Italiani brava gente

“La libertà dei cittadini è del tutto impossibile per la semplice ragione che le persone [in Italia] che hanno i necessari requisiti morali e intellettuali sono poche”. Ditemi che non è vero?
Questo è quello che scrive Maurizio Viroli in La libertà dei servi, uscito per Laterza. Ne parla Andrea Romano sulllo scorso Domenicale (trovate il pezzo qui), e, come spesso fanno gli intellettuali, sottostima la portata di Berlusconi spiegando che il Nano malefico ha realizzato ben poco del proprio progetto politico poiché “l’impressione che si ricava in prospettiva storica, guardando ai quindicennio del potere berlusconiano, è che il Cavaliere sia riuscito a far ben poco di quello che aveva in mente. Sia che nella testa del Cavaliere versione 1994 vi fosse un programma orgogliosamente liberale e liberista sia che si trattasse invece di un piano teso a conculcare le nostre libertà civili, il berlusconismo si avvia ad essere ricordato soprattutto come una lunga parentesi di declino nazionale sulla quale molto più dell’onnipotenza ha pesato l’impotenza della politica”.
Al contrario di Romano penso che invece politicamente qualcosa sia cambiato, più sul piano delle consuetudini, delle prassi. Una per tutti il continuo stillicidio di leggi ad personam. Se fino alla Prima Republica prima infatti si corrompevano i giudici per non essere indagati, ora si lavora sulle leggi per farla franca e togliere le ipotesi di reato.

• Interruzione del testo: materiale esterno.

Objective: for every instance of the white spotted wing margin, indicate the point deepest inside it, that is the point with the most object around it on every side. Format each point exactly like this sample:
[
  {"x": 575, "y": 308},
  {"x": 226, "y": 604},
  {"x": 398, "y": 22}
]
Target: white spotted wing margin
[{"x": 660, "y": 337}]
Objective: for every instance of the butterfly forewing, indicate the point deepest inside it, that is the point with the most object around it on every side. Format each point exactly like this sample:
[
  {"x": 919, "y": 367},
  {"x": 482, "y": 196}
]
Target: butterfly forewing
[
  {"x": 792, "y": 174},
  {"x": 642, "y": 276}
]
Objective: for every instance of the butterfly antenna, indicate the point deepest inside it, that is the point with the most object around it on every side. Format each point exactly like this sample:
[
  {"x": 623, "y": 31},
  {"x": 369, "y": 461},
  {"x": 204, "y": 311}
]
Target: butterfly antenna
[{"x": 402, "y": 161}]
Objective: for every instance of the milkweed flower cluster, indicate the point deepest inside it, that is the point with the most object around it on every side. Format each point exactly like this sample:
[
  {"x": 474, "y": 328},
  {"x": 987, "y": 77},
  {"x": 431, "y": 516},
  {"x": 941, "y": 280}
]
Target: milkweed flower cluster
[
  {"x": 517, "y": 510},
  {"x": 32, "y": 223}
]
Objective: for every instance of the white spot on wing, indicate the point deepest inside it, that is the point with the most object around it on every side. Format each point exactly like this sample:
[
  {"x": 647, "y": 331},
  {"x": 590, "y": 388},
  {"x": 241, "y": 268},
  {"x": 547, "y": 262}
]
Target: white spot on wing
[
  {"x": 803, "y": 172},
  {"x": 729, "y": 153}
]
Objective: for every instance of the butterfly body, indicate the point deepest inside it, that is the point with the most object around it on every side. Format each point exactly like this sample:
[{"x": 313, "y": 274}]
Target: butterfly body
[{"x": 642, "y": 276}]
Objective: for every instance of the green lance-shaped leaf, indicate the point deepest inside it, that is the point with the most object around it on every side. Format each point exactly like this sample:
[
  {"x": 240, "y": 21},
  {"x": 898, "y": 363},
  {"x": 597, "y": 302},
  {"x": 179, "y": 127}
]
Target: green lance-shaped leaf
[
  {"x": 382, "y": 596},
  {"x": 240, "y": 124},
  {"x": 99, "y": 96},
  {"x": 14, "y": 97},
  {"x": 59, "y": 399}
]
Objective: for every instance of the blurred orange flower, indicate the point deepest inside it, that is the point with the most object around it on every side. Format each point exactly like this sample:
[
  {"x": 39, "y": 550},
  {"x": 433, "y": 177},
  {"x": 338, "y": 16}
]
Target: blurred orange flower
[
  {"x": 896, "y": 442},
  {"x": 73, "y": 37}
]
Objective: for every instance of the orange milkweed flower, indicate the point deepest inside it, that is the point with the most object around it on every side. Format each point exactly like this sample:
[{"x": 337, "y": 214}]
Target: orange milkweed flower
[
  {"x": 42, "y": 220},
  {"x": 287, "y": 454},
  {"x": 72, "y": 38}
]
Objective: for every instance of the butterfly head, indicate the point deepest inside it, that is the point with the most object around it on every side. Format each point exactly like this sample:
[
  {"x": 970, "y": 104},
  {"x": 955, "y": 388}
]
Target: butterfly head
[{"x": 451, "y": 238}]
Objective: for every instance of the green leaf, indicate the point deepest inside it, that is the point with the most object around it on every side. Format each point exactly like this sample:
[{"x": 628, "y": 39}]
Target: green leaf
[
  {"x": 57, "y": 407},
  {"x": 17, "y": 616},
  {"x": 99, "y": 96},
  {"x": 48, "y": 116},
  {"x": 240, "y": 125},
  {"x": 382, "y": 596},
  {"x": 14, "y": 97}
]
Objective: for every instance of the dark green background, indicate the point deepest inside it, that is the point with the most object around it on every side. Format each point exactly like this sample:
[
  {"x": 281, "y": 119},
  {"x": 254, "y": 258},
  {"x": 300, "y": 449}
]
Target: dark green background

E poi, soprattuto, il degrado morale. Per lo più ostentato. Mi sento in mezzo a gente onesta che, se potesse, delinquerebbe esattamente come fa la casta. La cultura dell’onestà di matrice cattolica e marxista è stata completamente rasa al suolo. Ora, quel che resta della classe più povera sogna di fottere tutti come chi sta ai vertici.